Foam has been successfully used in the oil industry for conformance and mobility control in gas-injection processes. The efficiency of a foam-injection project must be assessed by means of numerical models. Although there are several foam-flow models in the literature, the prediction of foam behavior is an important issue that needs further investigation. In this paper, we estimate foam parameters and investigate foam behavior for a given range of water saturation by use of two local equilibrium foam models: the population balance assuming local equilibrium (LE) model and the University of Texas (UT) model. Our method uses an optimization algorithm to estimate foam-model parameters by matching the measured pressure gradient from steady-state foam-coreflood experiments. We calculate the effective foam viscosity and the water fractional flow by use of experimental data, and we then compare laboratory data against results obtained with the matched foam models to verify the foam parameters.

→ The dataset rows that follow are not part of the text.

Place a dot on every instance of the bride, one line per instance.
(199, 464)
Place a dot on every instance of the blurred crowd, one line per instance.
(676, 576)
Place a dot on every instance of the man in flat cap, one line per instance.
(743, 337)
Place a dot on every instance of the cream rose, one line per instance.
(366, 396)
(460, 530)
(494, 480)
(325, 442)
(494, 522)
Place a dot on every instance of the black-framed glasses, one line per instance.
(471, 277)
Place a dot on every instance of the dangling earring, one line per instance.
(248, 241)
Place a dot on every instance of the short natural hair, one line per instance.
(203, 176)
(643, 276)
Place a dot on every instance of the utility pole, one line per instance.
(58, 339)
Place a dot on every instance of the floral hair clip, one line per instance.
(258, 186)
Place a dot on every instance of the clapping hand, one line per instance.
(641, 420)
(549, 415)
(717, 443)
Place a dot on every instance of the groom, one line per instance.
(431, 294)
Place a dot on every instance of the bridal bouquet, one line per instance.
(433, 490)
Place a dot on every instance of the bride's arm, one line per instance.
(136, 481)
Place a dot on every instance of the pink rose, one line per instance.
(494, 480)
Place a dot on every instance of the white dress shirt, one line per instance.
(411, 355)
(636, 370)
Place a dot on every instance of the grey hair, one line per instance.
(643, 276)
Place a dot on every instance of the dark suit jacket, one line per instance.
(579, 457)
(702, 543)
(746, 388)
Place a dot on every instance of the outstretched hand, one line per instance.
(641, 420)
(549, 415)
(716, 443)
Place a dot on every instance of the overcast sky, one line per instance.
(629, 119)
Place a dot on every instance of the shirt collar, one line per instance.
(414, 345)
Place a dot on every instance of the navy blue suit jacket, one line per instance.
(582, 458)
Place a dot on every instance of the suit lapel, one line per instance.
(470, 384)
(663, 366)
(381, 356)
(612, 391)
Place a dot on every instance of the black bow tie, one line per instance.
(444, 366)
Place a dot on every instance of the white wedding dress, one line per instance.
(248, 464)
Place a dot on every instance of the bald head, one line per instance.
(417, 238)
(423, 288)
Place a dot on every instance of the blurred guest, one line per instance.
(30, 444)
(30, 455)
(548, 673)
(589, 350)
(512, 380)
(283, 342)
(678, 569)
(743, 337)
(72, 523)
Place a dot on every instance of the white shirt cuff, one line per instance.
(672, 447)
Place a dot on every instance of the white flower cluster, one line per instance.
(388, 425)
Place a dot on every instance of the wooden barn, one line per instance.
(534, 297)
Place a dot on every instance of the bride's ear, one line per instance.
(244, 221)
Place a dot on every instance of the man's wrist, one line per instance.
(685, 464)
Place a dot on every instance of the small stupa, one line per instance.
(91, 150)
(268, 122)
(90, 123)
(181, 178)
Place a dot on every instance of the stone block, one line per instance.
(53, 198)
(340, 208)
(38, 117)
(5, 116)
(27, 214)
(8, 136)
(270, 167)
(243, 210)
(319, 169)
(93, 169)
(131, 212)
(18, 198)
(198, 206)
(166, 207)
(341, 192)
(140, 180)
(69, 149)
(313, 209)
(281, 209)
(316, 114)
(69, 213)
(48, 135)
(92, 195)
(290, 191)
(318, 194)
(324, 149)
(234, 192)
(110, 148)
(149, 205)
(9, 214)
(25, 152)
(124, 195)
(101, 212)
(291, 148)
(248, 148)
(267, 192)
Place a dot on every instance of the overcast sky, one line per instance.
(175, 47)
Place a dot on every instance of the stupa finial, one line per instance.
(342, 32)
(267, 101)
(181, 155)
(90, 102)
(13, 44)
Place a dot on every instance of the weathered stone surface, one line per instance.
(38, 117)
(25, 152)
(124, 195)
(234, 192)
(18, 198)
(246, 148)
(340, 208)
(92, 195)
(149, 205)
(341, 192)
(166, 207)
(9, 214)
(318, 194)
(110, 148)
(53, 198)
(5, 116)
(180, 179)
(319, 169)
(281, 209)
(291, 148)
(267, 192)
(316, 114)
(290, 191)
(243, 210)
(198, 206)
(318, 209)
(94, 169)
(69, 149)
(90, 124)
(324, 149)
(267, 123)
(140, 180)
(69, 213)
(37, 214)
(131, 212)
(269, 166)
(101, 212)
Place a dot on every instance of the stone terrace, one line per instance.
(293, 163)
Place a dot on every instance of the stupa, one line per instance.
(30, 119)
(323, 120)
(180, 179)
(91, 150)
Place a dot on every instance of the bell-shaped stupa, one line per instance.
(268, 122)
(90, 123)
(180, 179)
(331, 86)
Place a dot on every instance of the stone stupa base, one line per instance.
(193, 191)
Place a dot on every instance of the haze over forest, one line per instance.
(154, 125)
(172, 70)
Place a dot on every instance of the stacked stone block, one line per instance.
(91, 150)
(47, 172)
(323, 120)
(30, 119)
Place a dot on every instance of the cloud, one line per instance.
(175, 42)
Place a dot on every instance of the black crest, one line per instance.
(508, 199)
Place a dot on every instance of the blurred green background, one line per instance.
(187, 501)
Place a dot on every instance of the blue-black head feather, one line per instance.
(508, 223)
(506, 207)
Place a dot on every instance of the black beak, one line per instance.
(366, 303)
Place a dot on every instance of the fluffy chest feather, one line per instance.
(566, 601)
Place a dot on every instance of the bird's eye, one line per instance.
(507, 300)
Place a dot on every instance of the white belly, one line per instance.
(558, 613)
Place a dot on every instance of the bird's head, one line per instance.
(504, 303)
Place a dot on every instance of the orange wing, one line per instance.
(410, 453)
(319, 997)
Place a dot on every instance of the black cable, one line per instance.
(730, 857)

Other variables, such as the foam texture and foam relative permeability, are used to further investigate the behavior of the foam during each experiment. We propose an improvement to the UT model that provides a better match in the high-quality regime by assuming resistance factor and critical water saturation as a linear function of the pressure gradient. Results show that the parameter-estimation method coupled with an optimization algorithm successfully matches the experimental data by use of both foam models. In the LE model, we observe different values of the foam effective viscosity for each pressure gradient caused by variations of foam texture and the shear-thinning viscosity effect. The UT model presents a constant effective viscosity for each pressure gradient; we propose the use of resistance factor and critical water saturation as a linear function of the pressure gradient to improve the match in the high-quality regime, when applicable.